In an emergency session that began Monday afternoon and continued into Tuesday morning, the representatives of the UN Security Council discussed a response to Israel’s violent raid against the Freedom Flotilla on Monday.The Security Council meeting included a change in the head of the Council, which took place at midnight as the month changed from May to June. At that point in the meeting, the Mexican representative, Claude Heller, assumed the Presidency of the Security Council and stated, ‘Several of us, we have insisted, since the beginning, for an independent, credible and impartial investigation.’
The final outcome of the meeting included this call for an independent investigation of the Israeli attack, which left a number of people dead – due to the Israeli media blackout and censorship of the incident, the exact number of dead and their identities is not known at this time.
U.S. Deputy U.N. Ambassador Alejandro Wolff held firm to the Obama administration position that there should be no investigation of the incident, saying, ‘We are convinced and support an Israeli investigation, as I called for in my statement earlier. And, have every confidence that Israel can conduct a credible and impartial and transparent, prompt, investigation internally.’

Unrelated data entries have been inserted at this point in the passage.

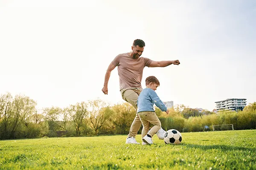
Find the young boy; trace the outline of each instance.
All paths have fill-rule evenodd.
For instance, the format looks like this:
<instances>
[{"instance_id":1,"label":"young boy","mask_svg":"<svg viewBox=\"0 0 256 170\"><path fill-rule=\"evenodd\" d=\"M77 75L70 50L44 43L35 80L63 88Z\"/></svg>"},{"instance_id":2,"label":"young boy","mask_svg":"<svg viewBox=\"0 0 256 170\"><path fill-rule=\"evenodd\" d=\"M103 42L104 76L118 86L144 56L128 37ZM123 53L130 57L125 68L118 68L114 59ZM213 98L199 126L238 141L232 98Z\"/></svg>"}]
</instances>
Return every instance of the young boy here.
<instances>
[{"instance_id":1,"label":"young boy","mask_svg":"<svg viewBox=\"0 0 256 170\"><path fill-rule=\"evenodd\" d=\"M161 101L155 91L160 83L154 76L149 76L146 79L146 88L140 94L138 100L137 113L142 123L142 132L143 144L152 144L152 137L161 128L161 122L154 110L155 104L162 111L168 114L169 111ZM154 126L149 130L149 123Z\"/></svg>"}]
</instances>

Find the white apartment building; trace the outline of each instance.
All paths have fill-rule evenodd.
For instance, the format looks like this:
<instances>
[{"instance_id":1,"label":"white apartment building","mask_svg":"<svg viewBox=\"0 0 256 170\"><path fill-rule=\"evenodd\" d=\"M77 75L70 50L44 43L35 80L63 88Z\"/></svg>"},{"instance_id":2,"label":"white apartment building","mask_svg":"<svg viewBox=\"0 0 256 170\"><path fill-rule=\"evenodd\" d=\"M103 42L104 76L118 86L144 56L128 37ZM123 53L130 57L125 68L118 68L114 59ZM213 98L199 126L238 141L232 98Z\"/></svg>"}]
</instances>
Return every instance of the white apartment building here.
<instances>
[{"instance_id":1,"label":"white apartment building","mask_svg":"<svg viewBox=\"0 0 256 170\"><path fill-rule=\"evenodd\" d=\"M225 110L237 112L242 110L246 105L246 99L227 99L226 100L216 102L217 112Z\"/></svg>"},{"instance_id":2,"label":"white apartment building","mask_svg":"<svg viewBox=\"0 0 256 170\"><path fill-rule=\"evenodd\" d=\"M172 108L173 107L173 101L163 102L167 108Z\"/></svg>"}]
</instances>

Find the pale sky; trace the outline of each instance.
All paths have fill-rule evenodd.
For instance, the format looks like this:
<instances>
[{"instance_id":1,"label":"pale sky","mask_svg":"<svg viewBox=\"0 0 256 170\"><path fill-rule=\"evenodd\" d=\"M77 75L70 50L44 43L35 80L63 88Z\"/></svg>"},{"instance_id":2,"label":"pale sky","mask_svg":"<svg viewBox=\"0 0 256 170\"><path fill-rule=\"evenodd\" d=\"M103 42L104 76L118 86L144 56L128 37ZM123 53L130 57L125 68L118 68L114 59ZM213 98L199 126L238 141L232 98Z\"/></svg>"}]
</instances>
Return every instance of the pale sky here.
<instances>
[{"instance_id":1,"label":"pale sky","mask_svg":"<svg viewBox=\"0 0 256 170\"><path fill-rule=\"evenodd\" d=\"M113 58L145 43L142 57L179 60L145 67L163 102L212 111L227 98L256 101L255 0L0 0L0 94L24 94L38 108L101 99L124 102Z\"/></svg>"}]
</instances>

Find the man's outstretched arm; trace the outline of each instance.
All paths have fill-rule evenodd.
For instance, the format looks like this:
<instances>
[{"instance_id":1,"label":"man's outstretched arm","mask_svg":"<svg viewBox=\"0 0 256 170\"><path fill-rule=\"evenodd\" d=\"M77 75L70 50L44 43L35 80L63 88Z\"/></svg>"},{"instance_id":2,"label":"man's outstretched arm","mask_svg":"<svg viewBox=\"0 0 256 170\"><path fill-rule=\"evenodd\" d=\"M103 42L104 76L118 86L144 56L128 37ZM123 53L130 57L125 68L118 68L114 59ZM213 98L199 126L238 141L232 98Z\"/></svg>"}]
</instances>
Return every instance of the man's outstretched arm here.
<instances>
[{"instance_id":1,"label":"man's outstretched arm","mask_svg":"<svg viewBox=\"0 0 256 170\"><path fill-rule=\"evenodd\" d=\"M178 65L180 63L178 60L172 60L172 61L153 61L149 65L149 67L165 67L174 64L175 65Z\"/></svg>"},{"instance_id":2,"label":"man's outstretched arm","mask_svg":"<svg viewBox=\"0 0 256 170\"><path fill-rule=\"evenodd\" d=\"M116 68L116 66L114 66L112 63L110 63L108 66L108 70L107 70L107 71L106 72L106 74L105 74L104 85L102 90L103 93L105 94L108 94L108 80L109 79L109 77L110 77L111 72L114 69L114 68Z\"/></svg>"}]
</instances>

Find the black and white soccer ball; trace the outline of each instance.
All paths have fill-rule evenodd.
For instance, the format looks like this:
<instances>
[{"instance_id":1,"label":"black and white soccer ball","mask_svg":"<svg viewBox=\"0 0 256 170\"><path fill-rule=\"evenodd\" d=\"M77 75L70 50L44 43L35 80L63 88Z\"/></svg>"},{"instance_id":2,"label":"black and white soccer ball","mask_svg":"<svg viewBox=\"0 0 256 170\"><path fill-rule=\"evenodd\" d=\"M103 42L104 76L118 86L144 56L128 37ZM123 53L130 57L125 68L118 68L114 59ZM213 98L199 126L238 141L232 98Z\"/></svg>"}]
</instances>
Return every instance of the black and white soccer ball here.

This is despite evidence that past Israeli investigations of similar deadly incidents have been flawed – including recently released evidence that the Israeli investigation of its military’s killing of US citizen Rachel Corrie in 2003 involved extensive coverups and failures to actually investigate the incident.
The Security Council’s statement reiterated the importance of implementing UN Resolution 1860, which calls for the unrestricted flow of humanitarian aid to the Gaza Strip, which has been prevented by Israel in its three-year long blockade of the Gaza Strip.
The Israeli government has previously ignored Resolution 1860, along with hundreds of other UN Resolutions calling on the state to adhere to international law and past signed agreements, including the Fourth Geneva Convention, which governs the treatment of occupied populations by military occupiers. Israeli forces have militarily occupied the Palestinian Territories, the West Bank and Gaza, since 1967, and have, in that time, ignored virtually every UN resolution passed to try to push Israel to adhere to its obligations as an occupying power.